This is the query I'm using currently (for day: Saturday and hour: 3:15 PM):

SELECT so.day, so.store_id, so.open, so.close 
FROM shop_openings so 
ORDER BY FIELD(so.day, 6, 7, 1, 2, 3, 4, 5) ASC, 
         '15:15' COLLATE utf8mb4_unicode_520_ci 
                 NOT BETWEEN CONCAT( LPAD( so.open, 2, '0'), ':00') 
                         AND CONCAT( LPAD( so.close, 2, '0'), ':00'), 
         LPAD( so.close, 2, '0' ), 
         LPAD( so.open, 2, '0' )

But it query just like the screen above shows.

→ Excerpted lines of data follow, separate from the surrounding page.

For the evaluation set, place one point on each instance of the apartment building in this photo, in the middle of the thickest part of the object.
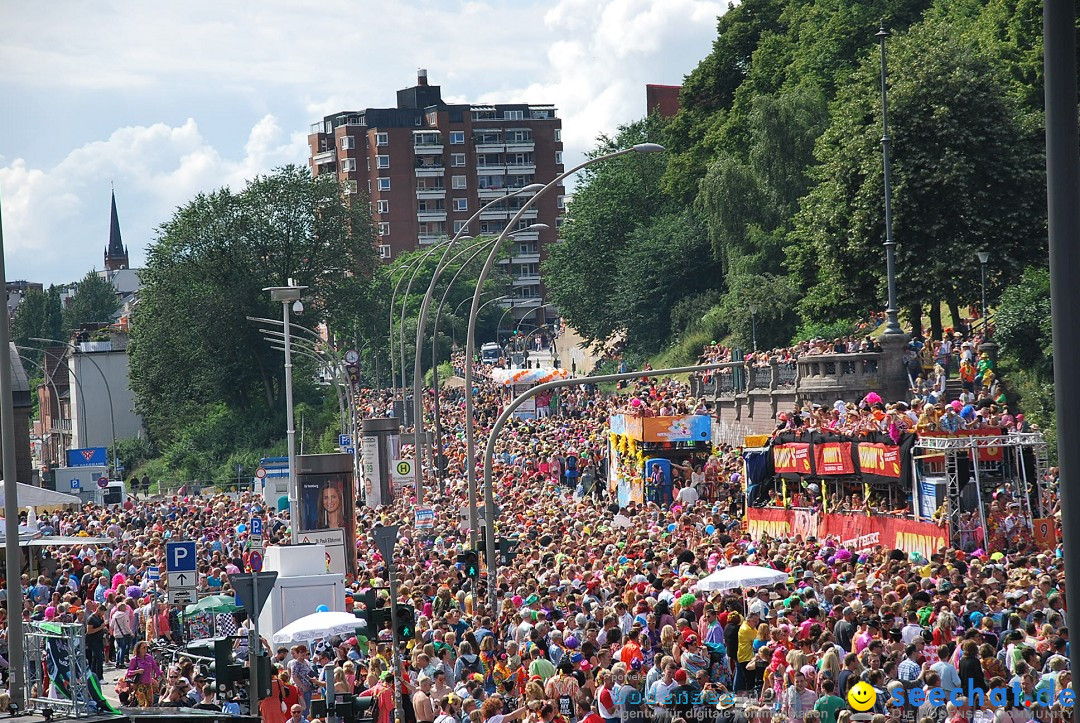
(428, 166)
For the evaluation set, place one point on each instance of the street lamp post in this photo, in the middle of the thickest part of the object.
(421, 321)
(13, 552)
(471, 339)
(289, 296)
(753, 324)
(108, 391)
(984, 256)
(892, 323)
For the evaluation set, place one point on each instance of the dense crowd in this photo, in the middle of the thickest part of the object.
(599, 618)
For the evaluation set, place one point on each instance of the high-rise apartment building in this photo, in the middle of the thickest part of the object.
(428, 166)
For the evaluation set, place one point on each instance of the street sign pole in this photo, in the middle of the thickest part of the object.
(253, 652)
(386, 538)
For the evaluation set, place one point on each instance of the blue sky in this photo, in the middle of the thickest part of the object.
(164, 101)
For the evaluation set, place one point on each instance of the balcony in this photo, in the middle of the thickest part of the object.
(59, 427)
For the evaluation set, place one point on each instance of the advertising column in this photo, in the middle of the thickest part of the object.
(327, 507)
(379, 446)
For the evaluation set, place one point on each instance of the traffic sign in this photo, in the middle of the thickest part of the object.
(180, 557)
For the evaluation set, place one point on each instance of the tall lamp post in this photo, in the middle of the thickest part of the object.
(892, 323)
(13, 553)
(471, 343)
(984, 256)
(753, 324)
(422, 320)
(289, 297)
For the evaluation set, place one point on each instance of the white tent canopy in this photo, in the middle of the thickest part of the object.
(319, 626)
(741, 576)
(31, 496)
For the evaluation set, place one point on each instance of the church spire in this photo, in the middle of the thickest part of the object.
(116, 254)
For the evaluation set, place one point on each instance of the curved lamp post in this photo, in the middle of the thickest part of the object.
(471, 334)
(421, 321)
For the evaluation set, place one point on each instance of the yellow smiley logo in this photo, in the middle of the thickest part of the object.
(862, 697)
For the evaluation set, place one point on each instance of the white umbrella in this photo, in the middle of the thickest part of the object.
(741, 576)
(319, 626)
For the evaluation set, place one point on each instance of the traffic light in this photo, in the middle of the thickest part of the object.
(406, 624)
(225, 672)
(470, 564)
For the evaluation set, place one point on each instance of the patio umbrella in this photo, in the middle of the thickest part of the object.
(213, 604)
(319, 626)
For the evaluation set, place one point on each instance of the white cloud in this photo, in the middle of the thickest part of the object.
(149, 96)
(58, 216)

Now here's what the list I want to achieve:

Let we say that today is Saturday. We have 4 stores which only 2 of them works in Saturday. I want to recieve 4 results order by day and open/close hours. Below I selected which rows I want to get:

enter image description here

No other results. Only 4 results as we have 4 stores in store_table. Nearest 2 shops opened in Saturday and then 2 shops opened in Monday.

I have no idea how the schema should like other than mine, so any suggestion are welcome.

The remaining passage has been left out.